HSS — formates, acetates, glycolates, sulfonates — are the chronic long‑term threat. They accumulate in the loop and “lower bulk pH, conductivity and corrosion,” driving foaming, capacity loss, and steel attack when they “build up beyond tolerable limits” (DigitalRefining). Even low ppm levels significantly worsen corrosion: the 1 wt% formate (10,000 ppm) case above negated an inhibitor by raising corrosion ≈10× (IntechOpen).

Removal options include continuous blowdown/purge of lean amine (~0.5–2% of inventory per day) with make‑up solvent, thermal reclamation (vacuum distillation of a slipstream), and ion‑exchange or electrodialysis. Cutting‑edge electrodialysis has removed ~70% of accumulated HSS in minutes (MDPI), pointing to future cost savings. Plants that prefer resin‑based purification typically deploy ion‑exchange to strip anionic HSS. In any case, maintaining HSS ≤ a few % of amine mass is recommended; vendors often reckon HSS above ~3% (w/w) as an urgent trigger for reclamation (Scribd).

Field outcomes and planning benchmarks

Pre‑/post‑inhibitor comparisons show large gains. One refinery case (MDEA, methyldiethanolamine) extended corrosion allowance life from ~2 to ~10 years after adopting a vanadate‑free inhibitor blend (no public figures). Lab benchmarks include a 1000 ppm aromatic inhibitor at ~87% IE (IntechOpen). A related operating note: adding 1 g NaOH to convert HSS to stripping conditions (free HCOOH) can “regenerate” part of the solvent — a reminder of HSS desorption chemistry (Scribd). Emerging ion‑exchange/electrodialysis purification can remove 50–70% of HSS in minutes (MDPI).

Combined, robust inhibitors and disciplined operation routinely deliver carbon‑steel corrosion under 0.1–0.2 mm/y (Kurita America; IntechOpen). From a planning perspective, pulling average corrosion down from ~1 mm/y to ~0.1 mm/y doubles equipment life — from ~10–12 to >100 years — and slashes maintenance outages. In Indonesia — where ammonia/urea capacity (~7.8 Mt/y) is expanding and sustainability mandates are rising (ERIA) — investment in modern inhibitors and tight process control is a regulatory and economic necessity.

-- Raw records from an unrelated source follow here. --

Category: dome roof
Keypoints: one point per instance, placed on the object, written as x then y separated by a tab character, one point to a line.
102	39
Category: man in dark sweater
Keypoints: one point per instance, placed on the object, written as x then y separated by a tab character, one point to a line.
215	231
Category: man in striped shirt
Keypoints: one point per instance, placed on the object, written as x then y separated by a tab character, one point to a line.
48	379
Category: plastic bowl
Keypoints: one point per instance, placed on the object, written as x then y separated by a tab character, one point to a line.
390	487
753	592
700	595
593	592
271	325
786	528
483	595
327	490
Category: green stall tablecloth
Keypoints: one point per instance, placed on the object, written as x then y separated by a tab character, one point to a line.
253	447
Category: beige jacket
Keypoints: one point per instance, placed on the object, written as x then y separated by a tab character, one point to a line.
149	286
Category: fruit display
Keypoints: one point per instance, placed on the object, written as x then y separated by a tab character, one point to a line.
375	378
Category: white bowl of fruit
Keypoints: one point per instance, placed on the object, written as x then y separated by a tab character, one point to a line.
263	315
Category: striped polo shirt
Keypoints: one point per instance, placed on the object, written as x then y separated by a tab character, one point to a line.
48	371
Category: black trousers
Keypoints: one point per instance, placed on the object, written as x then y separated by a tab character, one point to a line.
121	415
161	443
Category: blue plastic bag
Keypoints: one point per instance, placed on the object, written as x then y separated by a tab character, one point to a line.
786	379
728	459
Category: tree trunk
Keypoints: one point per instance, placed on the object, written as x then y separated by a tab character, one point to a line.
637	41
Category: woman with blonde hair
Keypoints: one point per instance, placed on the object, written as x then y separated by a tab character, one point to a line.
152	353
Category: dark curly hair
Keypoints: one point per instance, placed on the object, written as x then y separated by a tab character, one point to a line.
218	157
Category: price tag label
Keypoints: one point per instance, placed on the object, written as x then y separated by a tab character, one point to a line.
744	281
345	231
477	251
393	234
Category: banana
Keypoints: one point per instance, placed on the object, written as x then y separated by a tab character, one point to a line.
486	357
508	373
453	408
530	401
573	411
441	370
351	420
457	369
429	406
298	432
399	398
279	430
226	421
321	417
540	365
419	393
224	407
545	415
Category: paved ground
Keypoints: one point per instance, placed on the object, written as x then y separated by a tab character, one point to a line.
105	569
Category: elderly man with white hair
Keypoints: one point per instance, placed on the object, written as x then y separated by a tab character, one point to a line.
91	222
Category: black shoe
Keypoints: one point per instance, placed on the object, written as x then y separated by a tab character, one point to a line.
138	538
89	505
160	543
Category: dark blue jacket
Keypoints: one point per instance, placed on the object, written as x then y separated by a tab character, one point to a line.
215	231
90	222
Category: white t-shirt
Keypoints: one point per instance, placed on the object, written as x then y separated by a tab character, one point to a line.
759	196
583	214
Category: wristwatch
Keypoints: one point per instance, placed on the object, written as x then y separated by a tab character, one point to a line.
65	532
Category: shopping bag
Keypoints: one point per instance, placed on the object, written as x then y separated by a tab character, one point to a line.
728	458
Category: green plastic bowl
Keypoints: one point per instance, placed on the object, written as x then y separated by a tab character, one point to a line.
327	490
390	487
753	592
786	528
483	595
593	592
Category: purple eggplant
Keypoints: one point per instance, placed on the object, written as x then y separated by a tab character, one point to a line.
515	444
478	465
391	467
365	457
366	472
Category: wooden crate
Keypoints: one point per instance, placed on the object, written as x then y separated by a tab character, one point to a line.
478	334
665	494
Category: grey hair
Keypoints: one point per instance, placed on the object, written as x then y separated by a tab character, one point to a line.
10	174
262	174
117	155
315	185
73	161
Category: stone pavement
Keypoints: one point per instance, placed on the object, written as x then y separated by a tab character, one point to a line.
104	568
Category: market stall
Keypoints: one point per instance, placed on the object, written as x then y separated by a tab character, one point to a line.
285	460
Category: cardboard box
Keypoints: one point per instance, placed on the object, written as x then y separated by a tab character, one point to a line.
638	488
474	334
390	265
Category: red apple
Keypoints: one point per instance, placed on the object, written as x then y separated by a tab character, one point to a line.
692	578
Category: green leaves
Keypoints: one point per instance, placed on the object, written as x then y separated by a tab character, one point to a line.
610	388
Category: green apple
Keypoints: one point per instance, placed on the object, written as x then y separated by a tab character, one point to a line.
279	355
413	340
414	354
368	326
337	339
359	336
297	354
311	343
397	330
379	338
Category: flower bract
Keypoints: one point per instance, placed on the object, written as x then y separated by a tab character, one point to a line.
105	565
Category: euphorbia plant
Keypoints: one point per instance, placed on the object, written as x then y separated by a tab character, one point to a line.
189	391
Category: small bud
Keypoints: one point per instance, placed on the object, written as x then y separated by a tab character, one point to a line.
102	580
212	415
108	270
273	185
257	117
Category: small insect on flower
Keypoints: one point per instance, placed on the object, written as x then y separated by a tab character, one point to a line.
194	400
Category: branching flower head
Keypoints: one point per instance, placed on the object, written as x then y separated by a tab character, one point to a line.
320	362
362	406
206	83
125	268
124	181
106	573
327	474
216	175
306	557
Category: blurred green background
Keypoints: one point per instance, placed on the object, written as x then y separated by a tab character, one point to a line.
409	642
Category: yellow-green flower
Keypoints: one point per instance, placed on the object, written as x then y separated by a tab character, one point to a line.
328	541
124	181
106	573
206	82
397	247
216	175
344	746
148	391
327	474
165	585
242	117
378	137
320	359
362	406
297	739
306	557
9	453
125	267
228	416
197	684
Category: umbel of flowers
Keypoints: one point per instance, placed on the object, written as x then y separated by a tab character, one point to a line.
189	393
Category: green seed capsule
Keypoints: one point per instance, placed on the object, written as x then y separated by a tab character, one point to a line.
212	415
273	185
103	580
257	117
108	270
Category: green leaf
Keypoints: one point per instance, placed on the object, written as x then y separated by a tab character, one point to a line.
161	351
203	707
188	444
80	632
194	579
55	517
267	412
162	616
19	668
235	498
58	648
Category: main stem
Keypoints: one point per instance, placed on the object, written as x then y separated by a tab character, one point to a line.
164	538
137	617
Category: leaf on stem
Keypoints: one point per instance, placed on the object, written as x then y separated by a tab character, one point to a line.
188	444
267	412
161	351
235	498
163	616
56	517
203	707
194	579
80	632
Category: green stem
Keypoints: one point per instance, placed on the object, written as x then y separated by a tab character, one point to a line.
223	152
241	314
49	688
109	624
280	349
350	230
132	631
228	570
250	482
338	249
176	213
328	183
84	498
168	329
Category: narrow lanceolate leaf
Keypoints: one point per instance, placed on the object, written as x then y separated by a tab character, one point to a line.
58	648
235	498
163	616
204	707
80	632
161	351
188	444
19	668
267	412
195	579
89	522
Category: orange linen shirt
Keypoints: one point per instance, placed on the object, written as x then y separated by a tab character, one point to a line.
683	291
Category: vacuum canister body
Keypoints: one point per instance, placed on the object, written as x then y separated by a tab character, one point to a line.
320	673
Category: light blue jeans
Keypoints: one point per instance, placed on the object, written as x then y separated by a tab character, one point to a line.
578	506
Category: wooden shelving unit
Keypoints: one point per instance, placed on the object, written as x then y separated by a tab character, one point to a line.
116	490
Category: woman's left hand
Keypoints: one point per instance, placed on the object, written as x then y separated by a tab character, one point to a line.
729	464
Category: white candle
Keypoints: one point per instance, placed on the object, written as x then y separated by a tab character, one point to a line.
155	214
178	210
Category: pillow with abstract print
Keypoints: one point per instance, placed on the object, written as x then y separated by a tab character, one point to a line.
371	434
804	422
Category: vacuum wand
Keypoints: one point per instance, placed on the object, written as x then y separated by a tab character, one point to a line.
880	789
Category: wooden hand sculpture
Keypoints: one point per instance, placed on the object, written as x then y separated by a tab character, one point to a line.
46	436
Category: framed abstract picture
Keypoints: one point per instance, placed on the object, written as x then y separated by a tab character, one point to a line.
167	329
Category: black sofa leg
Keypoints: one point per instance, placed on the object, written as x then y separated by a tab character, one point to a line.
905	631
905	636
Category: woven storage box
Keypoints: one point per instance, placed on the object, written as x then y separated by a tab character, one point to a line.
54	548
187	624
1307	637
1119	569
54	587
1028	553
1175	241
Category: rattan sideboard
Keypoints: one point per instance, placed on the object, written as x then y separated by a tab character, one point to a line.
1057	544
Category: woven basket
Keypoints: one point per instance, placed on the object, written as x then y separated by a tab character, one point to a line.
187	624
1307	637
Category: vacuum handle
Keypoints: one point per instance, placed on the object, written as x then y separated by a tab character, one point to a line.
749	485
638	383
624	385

All recommendations above — inhibitor selection, reboiler limits, and HSS purge rates — are intended to be built into standard operating procedures and monitoring plans for reliable, cost‑effective CO₂ removal in the fertilizer plant. Sources: peer‑reviewed studies and industry literature underpin every figure and claim (see IntechOpen; DigitalRefining Q&A; DigitalRefining; ERIA).